Facebook has announced it will make highly detailed maps of places where it believes people are living available to the public later this year.
The social network has been using artificial intelligence software to scan satellite imagery and identify human-built structures. It hopes to use the information to determine where internet-beaming drones would best be deployed. But it suggests others could also make use of the maps.
"We believe this data has many more impactful applications, such as socio-economic research and risk assessment for natural disasters," Facebook said in a blog.
One expert raised concerns
"I am torn in my reaction between excitement at the technical innovation and concern about the public policy issues," said Emily Taylor, an associate fellow at the Chatham House think tank. "This takes knowing your customers to stalker-like levels."
But the British Red Cross charity said the initiative could potentially help it locate vulnerable communities.
Facebook first detailed its work on the mapping project last year, in a briefing about its Aquila drones. At the time, the social network's engineering chief, Jay Parikh, said the technology could spot structures as small as a tent.

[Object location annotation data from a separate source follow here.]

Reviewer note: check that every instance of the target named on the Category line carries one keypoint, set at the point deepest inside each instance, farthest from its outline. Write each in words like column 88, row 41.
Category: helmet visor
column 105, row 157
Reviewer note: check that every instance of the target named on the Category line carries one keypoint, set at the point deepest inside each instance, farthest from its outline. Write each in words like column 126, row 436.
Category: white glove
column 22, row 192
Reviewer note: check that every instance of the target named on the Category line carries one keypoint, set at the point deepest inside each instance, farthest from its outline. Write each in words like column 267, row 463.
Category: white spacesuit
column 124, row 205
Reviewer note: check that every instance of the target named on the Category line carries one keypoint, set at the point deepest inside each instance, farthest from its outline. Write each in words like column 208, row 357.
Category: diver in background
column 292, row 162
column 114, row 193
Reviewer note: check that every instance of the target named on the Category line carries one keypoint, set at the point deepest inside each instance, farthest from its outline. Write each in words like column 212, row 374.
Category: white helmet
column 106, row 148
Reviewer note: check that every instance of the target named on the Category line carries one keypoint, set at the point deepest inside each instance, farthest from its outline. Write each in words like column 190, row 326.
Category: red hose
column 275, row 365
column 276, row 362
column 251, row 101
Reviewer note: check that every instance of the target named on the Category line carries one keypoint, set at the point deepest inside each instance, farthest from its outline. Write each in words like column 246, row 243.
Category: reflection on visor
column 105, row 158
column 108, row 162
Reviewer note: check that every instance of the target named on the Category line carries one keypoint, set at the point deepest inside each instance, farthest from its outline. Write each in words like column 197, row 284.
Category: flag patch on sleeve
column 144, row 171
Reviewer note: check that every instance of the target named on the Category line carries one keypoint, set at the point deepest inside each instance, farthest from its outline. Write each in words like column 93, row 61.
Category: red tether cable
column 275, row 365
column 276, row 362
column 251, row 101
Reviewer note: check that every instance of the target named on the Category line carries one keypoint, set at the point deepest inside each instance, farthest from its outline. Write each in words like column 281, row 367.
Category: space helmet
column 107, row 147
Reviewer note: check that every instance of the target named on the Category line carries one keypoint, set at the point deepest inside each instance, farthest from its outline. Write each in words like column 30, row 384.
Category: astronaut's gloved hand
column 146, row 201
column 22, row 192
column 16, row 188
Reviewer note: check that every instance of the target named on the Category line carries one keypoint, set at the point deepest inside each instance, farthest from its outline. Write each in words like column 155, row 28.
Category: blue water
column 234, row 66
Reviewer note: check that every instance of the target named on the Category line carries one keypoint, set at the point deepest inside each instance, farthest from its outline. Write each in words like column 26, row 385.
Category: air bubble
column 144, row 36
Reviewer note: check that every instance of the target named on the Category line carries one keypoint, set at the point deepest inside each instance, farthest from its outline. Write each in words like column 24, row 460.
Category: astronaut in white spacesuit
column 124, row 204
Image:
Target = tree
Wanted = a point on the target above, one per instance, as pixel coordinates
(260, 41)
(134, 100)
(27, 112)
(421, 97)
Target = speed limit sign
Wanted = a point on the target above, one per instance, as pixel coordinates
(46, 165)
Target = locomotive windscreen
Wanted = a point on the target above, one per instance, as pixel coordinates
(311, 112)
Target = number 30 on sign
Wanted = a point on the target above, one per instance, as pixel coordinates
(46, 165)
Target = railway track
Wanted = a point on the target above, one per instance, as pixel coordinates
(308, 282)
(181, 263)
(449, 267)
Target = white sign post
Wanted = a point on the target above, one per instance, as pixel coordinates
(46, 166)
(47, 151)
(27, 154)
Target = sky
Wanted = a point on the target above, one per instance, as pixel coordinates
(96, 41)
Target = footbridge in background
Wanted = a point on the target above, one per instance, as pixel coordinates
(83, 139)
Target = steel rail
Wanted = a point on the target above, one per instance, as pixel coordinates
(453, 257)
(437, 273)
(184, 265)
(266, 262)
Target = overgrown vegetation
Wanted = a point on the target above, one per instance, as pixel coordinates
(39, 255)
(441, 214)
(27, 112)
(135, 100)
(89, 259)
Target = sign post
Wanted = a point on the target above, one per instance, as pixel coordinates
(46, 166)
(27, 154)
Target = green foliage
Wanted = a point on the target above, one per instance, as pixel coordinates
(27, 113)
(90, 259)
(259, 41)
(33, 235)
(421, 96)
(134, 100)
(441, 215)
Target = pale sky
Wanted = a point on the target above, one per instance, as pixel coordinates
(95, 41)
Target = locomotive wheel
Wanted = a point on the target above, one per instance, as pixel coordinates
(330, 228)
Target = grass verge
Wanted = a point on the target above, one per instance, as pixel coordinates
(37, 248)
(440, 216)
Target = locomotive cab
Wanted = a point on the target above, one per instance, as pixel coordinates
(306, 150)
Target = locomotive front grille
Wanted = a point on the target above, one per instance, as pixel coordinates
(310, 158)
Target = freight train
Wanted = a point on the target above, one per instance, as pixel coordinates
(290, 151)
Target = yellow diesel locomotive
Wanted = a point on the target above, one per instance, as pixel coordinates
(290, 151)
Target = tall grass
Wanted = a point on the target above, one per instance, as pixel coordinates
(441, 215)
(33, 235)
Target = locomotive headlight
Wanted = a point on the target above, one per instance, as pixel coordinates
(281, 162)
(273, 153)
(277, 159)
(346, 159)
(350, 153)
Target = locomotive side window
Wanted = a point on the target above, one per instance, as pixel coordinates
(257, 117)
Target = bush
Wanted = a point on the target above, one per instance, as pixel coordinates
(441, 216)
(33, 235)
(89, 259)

He said the population maps it produced were many times more detailed than those of an alternative scheme co-ordinated by Columbia University.
"You look at the Middle East, and all of a sudden there are big splotches," he said of the GPW's maps.

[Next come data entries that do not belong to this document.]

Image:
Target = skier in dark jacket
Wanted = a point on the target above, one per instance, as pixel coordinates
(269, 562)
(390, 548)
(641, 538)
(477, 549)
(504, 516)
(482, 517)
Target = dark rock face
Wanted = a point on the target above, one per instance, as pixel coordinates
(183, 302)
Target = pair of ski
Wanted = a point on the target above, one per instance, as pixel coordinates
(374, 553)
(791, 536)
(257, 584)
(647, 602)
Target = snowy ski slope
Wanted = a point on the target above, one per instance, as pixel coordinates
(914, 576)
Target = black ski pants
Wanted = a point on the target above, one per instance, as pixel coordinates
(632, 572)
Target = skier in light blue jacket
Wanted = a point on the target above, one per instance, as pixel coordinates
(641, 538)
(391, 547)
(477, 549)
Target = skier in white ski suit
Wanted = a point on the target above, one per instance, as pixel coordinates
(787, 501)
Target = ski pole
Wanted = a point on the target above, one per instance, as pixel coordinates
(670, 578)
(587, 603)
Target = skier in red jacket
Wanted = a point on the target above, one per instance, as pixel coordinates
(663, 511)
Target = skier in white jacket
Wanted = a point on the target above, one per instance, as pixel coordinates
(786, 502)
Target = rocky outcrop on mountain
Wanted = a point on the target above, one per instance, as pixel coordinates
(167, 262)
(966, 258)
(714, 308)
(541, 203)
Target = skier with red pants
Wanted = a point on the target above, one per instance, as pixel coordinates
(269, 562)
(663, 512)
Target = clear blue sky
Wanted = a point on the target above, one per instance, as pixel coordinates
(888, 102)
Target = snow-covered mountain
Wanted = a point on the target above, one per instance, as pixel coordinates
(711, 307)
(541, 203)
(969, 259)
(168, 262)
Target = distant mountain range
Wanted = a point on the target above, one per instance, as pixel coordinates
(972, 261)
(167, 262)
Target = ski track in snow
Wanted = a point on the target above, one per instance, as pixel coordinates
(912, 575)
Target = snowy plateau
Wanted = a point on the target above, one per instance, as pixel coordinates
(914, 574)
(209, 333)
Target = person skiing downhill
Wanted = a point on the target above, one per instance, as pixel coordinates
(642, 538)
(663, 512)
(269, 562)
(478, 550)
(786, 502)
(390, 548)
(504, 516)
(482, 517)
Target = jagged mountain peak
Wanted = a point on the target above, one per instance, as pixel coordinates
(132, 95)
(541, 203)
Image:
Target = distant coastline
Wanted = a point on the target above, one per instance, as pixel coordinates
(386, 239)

"Your intuition says that's probably not how people are distributed in terms of living…We can be much more precise and exact [with our] fine grain level of information."
In its update - released to coincide with the Mobile World Congress tech show - Facebook said it had analysed 14.6 billion satellite images covering 20 countries. This had resulted in 350TB of data.

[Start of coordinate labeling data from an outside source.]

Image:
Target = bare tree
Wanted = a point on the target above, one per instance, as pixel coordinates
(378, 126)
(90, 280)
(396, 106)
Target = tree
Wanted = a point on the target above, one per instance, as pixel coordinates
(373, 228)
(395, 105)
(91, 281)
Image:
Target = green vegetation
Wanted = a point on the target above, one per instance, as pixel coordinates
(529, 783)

"Our final data set has a spatial resolution of 5m [16.4ft] and thereby improves over previous countrywide data sets by multiple orders of magnitude," it said.
It added, however, the task had not been without problems.
"While recognising structures in aerial imagery is a popular task in computer vision, scaling it to a global level came with additional difficulty.
"Aside from processing billions of images, finding buildings with high fidelity in rural areas is really a needle-in-a-haystack problem…Typically, more than 99% of the landmass we analyse does not contain any human-made structure, and it therefore poses a challenge for the machine learning algorithms to learn from such an unbalanced data set."
Directing Drones
Facebook intends to use the maps to inform its Internet.org initiative, which aims to connect more people to the Internet. The company is currently developing drones that would extend Internet signals beyond cities via lasers beamed between the aircraft.
Although it will be several years before Facebook hopes to have the technology ready, the maps could allow it to work out where the drones would have the most impact. In the meantime, others hope the data could prove useful for their own efforts.
The Red Cross already has a map initiative of its own, the Missing Maps Project, developed in conjunction with the Humanitarian OpenStreetMap Team and Medecins Sans Frontieres. It said the extra information could help the organisations respond more effectively to people in need.
The Red Cross says improved mapping data can help it get aid where it is needed. "There are many areas globally that still remain off the digital map," said British Red Cross maps expert Andrew Braye. "These areas are also home to vulnerable communities at risk from natural disasters or conflict…Organisations that share open data are enabling the humanitarian sector to respond more rapidly…The information is then available to emergency responders and assists with decision-making."